To increase the enhancement of training efficiency, QWEN2VL carries out a multi -media sequence, allowing the sequence of multiple pictures text to a sequence of about 4096 symbols, thus reducing filling and account. Vision encryption parameters remain frozen during training to maintain resources and are optionally heterogeneous during SFT to improve the power performance.
QWEN2VL is trained on only 0.36 % of the number of the distinctive code used in QWEN2-VL, but it shows the same or superior performance across several criteria.

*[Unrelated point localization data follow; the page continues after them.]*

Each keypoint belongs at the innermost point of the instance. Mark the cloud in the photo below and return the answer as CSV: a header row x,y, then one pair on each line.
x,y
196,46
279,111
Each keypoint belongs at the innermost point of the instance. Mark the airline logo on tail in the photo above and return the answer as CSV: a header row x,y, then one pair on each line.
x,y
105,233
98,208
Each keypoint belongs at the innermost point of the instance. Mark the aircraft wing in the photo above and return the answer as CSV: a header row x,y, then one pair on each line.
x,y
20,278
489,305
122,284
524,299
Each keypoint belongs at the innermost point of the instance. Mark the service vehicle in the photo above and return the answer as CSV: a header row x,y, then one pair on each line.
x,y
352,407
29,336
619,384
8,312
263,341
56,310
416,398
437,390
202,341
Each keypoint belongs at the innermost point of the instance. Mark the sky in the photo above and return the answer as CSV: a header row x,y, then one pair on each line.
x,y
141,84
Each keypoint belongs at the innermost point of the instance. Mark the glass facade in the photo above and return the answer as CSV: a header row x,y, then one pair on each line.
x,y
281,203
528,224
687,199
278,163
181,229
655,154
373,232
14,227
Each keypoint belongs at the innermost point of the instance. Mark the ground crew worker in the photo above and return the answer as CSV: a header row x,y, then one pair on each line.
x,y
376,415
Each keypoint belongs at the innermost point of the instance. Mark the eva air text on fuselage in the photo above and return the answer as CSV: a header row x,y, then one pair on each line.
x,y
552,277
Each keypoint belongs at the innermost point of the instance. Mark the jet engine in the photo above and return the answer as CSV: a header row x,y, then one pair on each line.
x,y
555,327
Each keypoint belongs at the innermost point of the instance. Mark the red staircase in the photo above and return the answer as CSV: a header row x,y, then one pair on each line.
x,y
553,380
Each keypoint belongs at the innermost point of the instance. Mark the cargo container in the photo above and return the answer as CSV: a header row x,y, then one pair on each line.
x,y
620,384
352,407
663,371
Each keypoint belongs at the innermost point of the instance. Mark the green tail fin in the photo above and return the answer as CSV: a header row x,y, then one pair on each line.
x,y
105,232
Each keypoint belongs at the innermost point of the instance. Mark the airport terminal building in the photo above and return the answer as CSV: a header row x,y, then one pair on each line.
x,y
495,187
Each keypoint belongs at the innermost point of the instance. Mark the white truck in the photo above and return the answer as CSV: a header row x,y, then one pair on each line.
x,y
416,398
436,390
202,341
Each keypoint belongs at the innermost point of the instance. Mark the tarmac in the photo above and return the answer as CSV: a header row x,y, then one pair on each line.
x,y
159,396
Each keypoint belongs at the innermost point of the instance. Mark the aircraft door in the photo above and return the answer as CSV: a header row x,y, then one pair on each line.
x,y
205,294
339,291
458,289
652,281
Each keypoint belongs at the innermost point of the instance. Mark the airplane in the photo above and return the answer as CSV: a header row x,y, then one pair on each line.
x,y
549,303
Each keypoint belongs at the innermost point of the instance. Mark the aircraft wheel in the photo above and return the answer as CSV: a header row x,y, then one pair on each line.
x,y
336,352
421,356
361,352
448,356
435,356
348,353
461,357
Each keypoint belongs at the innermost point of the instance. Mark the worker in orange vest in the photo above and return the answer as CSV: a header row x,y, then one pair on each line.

The model achieves 80.9 degrees on MMBENCH, and performs competitive on SuPBench (72.5), MMSTAR (49.7), and Mathvista (53.1). Huritage studies indicate that merging a small sub -group (5 meters samples) of high -quality pairs that are nominated using MLM techniques can lead to measurable performance improvements, highlighting the importance of data quality at the audio level.

In addition, Open-SWEN2VL displays the few multimedia learning capabilities in the context. When evaluating data collections such as GQA and TextvQA, the model shows accuracy gains from 3 % to 12 % of 0 -shot scenarios to 8 shots. Micro-performance scales can be predicted with the size of the instruction control data set, with performance gains that reach about 8 meters from the Mammoth-VL-10M data set.
QWEN2VL Open-SWEN2VL offers a repetitive and effective pipeline to train large multimedia language models. By processing the restrictions of the previous models systematically in terms of openness and calculating the requirements, it allows the broadest participation in MLM research. Form design options – including effective visual symbol processing, multi -media -sequence packaging, and choosing wise data – choose a front -to -anchor pathway for academic institutions aimed at contributing in this field. QWEN2VL Open-SWEN2VL creates a cloning basis line and provides a basis for future work on the developed and high-performance MLLMS within restricted accounting environments.
Payment Paper, model, data and symbol. All the credit for this research goes to researchers in this project. Also, do not hesitate to follow us twitter And do not forget to join 85k+ ml subreddit.
🔥 [Register Now] The virtual Minicon Conference on Open Source AI: Free Registration + attendance Certificate + 3 hours short (April 12, 9 am- 12 pm Pacific time) [Sponsored]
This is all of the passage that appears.